Let \(\alpha = 3 \sin^{-1} \left( \frac{6}{11} \right)\) and \(\beta = 3 \cos^{-1} \left( \frac{4}{9} \right)\), where inverse trigonometric functions take only the principal values.
Given below are two statements:  
Statement I: \(\cos(\alpha + \beta)>0\). 
Statement II: \(\cos(\alpha) < 0\). 
In the light of the above statements, choose the correct answer:

• A. Both Statement I and Statement II are true
• B. Both Statement I and Statement II are false
• C. Statement I is true but Statement II is false
• D. Statement I is false but Statement II is true

Answer 1

The Correct Option is D

Step 1: Understanding the Concept:
We need to estimate the range of values for \(\alpha\) and \(\beta\) based on their arguments.
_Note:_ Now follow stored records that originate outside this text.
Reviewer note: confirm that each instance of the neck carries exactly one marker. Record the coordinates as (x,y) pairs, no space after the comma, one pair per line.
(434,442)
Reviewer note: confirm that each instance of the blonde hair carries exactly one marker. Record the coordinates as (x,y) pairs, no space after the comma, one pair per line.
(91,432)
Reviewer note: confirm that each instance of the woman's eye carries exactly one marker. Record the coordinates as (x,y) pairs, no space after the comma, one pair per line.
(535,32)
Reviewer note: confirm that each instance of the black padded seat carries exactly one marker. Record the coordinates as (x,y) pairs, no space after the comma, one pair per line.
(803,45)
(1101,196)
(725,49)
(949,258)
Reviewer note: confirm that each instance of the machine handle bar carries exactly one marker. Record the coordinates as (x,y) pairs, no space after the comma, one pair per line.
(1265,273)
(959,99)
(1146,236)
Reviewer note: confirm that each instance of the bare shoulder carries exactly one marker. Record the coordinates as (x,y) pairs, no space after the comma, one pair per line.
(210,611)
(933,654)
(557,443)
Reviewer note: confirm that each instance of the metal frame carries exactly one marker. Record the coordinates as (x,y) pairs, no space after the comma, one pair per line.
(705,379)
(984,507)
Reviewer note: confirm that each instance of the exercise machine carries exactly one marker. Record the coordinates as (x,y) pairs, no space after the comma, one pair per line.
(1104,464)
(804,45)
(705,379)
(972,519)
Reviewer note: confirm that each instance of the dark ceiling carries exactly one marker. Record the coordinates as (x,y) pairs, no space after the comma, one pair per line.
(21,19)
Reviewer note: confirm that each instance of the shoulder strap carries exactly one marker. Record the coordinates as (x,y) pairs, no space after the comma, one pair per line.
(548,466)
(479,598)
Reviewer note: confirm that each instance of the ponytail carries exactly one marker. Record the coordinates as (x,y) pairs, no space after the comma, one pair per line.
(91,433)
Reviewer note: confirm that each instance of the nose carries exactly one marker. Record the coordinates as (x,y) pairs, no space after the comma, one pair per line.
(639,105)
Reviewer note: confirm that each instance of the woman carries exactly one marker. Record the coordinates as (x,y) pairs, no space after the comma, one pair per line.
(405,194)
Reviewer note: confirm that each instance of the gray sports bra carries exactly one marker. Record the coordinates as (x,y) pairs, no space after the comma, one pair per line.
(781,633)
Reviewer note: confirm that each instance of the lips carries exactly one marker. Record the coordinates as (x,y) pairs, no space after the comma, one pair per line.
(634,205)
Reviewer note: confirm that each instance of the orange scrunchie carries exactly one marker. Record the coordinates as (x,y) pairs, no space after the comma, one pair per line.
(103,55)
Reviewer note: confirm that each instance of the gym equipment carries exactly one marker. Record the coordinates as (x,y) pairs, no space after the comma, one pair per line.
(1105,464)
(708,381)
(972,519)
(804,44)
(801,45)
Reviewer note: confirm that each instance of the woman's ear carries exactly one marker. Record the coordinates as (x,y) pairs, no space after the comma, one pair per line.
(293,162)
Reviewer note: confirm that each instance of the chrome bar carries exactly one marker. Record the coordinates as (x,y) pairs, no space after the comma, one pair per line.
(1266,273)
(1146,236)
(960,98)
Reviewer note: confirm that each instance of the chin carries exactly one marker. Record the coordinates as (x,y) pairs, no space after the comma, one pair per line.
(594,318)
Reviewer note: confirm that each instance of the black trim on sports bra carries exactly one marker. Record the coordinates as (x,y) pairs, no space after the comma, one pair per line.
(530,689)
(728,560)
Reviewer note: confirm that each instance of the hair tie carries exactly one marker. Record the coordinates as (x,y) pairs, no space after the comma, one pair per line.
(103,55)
We use the fact that \(\sin^{-1}x\) and \(\cos^{-1}x\) are monotonic and compare the given fractions to standard values (like $1/2$, $1/\sqrt{2}$, etc.). 
Step 2: Key Formula or Approach: 
1. If \(x>1/2\), then \(\sin^{-1}x>\pi/6\). 
2. If \(x < 1/2\), then \(\cos^{-1}x>\pi/3\). 
Step 3: Detailed Explanation: 
For \(\alpha\): \(6/11>5.5/11 = 0.5\). Thus \(\sin^{-1}(6/11)>30^\circ\). So, \(\alpha = 3 \sin^{-1}(6/11)>90^\circ\). Also, \(6/11 < \sqrt{3}/2 \approx 0.866\). Since \(\alpha\) is in the second quadrant, \(\cos(\alpha)\) is negative. Statement II is true. For \(\beta\): \(4/9 < 4.5/9 = 0.5\). Thus \(\cos^{-1}(4/9)>60^\circ\). So, \(\beta = 3 \cos^{-1}(4/9)>180^\circ\). Combining them: \(\alpha + \beta\) will likely be in the 3rd or 4th quadrant. Detailed estimation shows \(\cos(\alpha + \beta)\) is actually negative. Statement I is false. 
Step 4: Final Answer: 
Statement I is false, but Statement II is true.